Potential policy and editorial responses
Publishers, platforms, and regulators each have levers that this problem touches. Editorial teams can prioritize structured metadata and clearer labeling to help automated systems identify authoritative content. Platform product teams can revise ranking and citation heuristics to favor primary, verifiable sources for factual claims. Policymakers concerned with misinformation could focus on transparency requirements that make it easier for independent auditors to evaluate how generative features select and present sources. Each of these responses would alter the incentives driving both model behavior and downstream consumption.

Developer considerations and integration with broader AI ecosystems
For engineers and product managers building AI features, the Oumi analysis is a reminder to treat synthesized answers as components within a broader information architecture. Integrations with verification tools, fact-checking services, and systems that expose model confidence or provenance are practical steps consistent with responsible deployment practices. The findings are also relevant to adjacent software categories—search APIs, knowledge-management tools, developer tools, and automation platforms—that may either consume or produce summarized content; each must consider how grounding and citation quality affect downstream trust and utility.

Business risk and user trust
From a commercial perspective, trust is a fragile asset. The reporting shows that even as model accuracy metrics can improve between versions, other dimensions—like grounding and source selection—can undermine confidence. Businesses that surface AI-generated content to customers must weigh short-term engagement gains against longer-term reputational risk, especially when incorrect or ungrounded statements can affect decisions in high-stakes domains.

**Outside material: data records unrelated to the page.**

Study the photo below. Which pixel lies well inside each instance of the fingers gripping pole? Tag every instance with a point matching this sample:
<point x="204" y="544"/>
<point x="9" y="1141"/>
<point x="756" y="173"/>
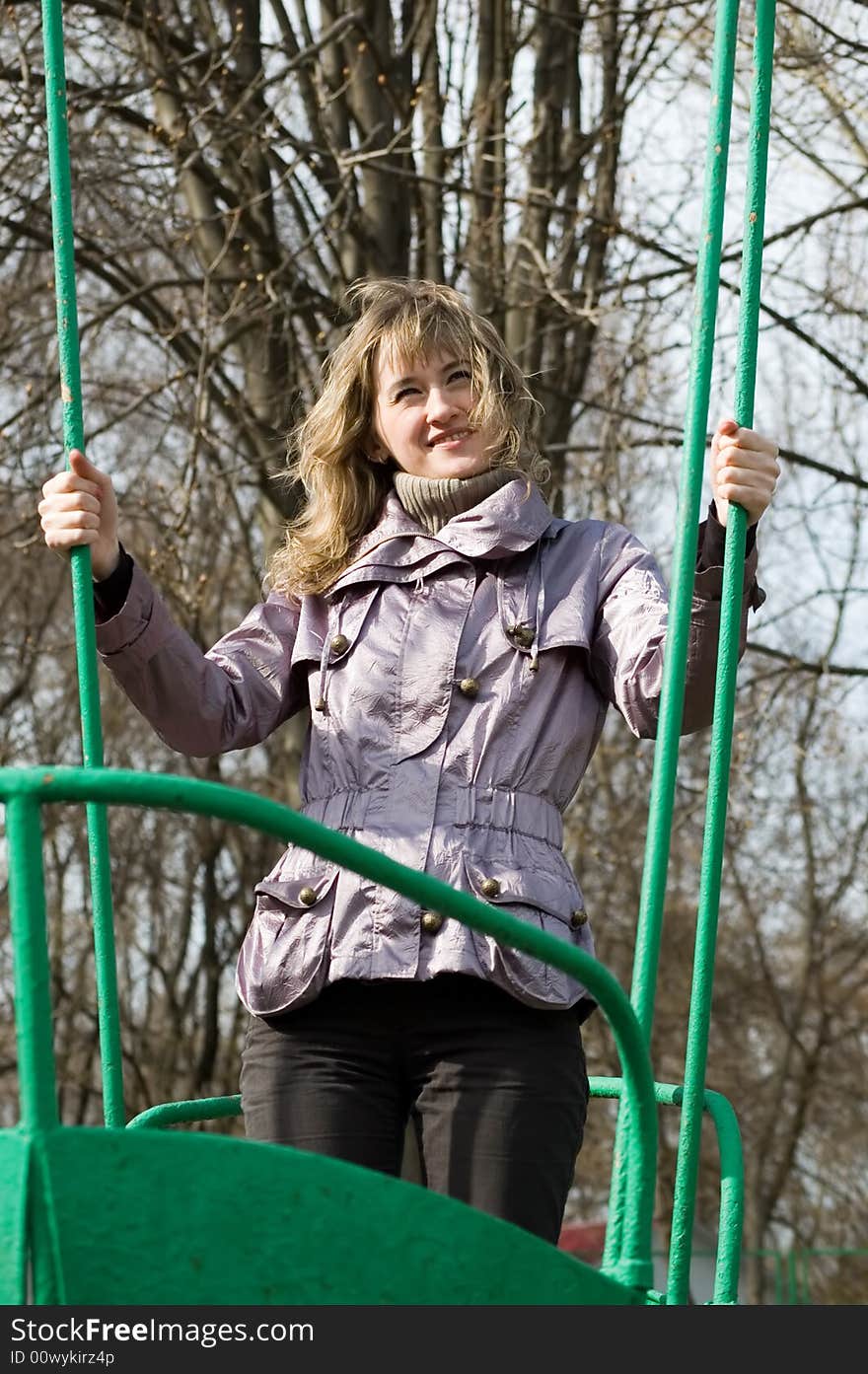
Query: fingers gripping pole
<point x="83" y="594"/>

Auditing models: benchmarks, methodology, and pushback
The exchange between independent auditors and Google in this episode also highlights a recurring debate over benchmarking and methodology. Google criticized Oumi’s reliance on a specific benchmark, arguing it did not reflect real-world query patterns; Oumi’s analysis, by contrast, uses the SimpleQA benchmark as an industry-standard tool to test question-answering precision and citation behavior. The two perspectives point to a larger methodological question for the industry: how best to construct public, reproducible evaluations that meaningfully reflect everyday search behavior and the range of factual claims users make.

Practical takeaways for everyday users
The data summarized in the analysis suggests simple user practices remain valuable: when a search returns an AI-generated summary, users who need reliable information should click through to the original sources rather than treat the summary as definitive. The Pew survey numbers indicate many users do not do so, which increases the need for product-level signals that encourage browsing and verification.

Looking ahead, the arrival and rapid rollout of AI-summarization features in mainstream search has shifted attention from whether language models can generate plausible answers to how those answers are sourced and presented. The Oumi findings and Google’s responses make clear that incremental improvements in model accuracy do not by themselves solve issues of provenance and user verification. As Google continues to evolve the Gemini models and refine how those models interact with its search index, observers inside and outside the company are likely to press for clearer provenance, more conservative sourcing when the evidence is thin, and product affordances that steer users toward primary material rather than a single synthesized interpretation. These choices will shape whether AI Overviews ultimately become a trusted research assistant or a convenient-but-risky front door to information online.